Aping American ‘social justice’ jargon

by ANIS SHIVANI

IMAGE/Alfred Street/Duck Duck Go

I used to be shocked, not many years ago, to hear newly landed desi students on American shores immediately start spouting contemporary social justice jargon, as though they were born with it. Where did this strange verbal facility come from? How could they be so fluent in the language of deconstruction, when someone like me had had to laboriously struggle through the ramparts of classical liberalism, and then its various ideological opponents, just to get a handle on post-structuralist thought to see if it was relevant to my own project?

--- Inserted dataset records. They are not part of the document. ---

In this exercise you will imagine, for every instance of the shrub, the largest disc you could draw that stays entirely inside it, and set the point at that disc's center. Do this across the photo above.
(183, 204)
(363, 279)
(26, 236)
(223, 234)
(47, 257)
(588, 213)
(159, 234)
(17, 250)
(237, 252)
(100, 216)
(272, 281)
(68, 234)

Now it’s much worse. It’s not just academics in the humanities and social sciences, but writers, artists, intellectuals — indeed, anyone with anything to say in public. With the current state of instantaneous global communications, the moment a liberal panic takes off in America, the next moment it infects opinion-makers everywhere. Whatever anxiety is agitating American intellectuals confronting a dying liberalism — #MeToo, white supremacy, transgender oppression, alleged Trumpian ‘fascism’ — it immediately saturates elite thinkers in parts of the world with no connection to the cultural petri dish wherein these self-involved viruses germinated.

This churn and froth, this lightning-fast imitation, this instant plugging into what appears as avant-garde thought, ignores that none of it is relevant to a country like Pakistan, or any developing country. The rhetoric comes from different sources and has different motivations than the needs of a violently unequal, feudal, patriarchal, even deeply misogynistic culture like Pakistan’s, where even the basics of liberal constitutionalism have yet to be worked out, let alone transcended.

Poverty, often driven by exploitative colonial dependencies, that in the case of Pakistan assumed a new darkness after the War on Terror, is the biggest problem; but the new language of social justice has nothing to say about it. It is entirely emptied of a class perspective — indeed, even in today’s popular intersectionalist vocabulary, which pretends to do so — and is rooted in the culture wars of the American right and left elites, with no relevance to working-class struggles in Pakistan or other poor countries.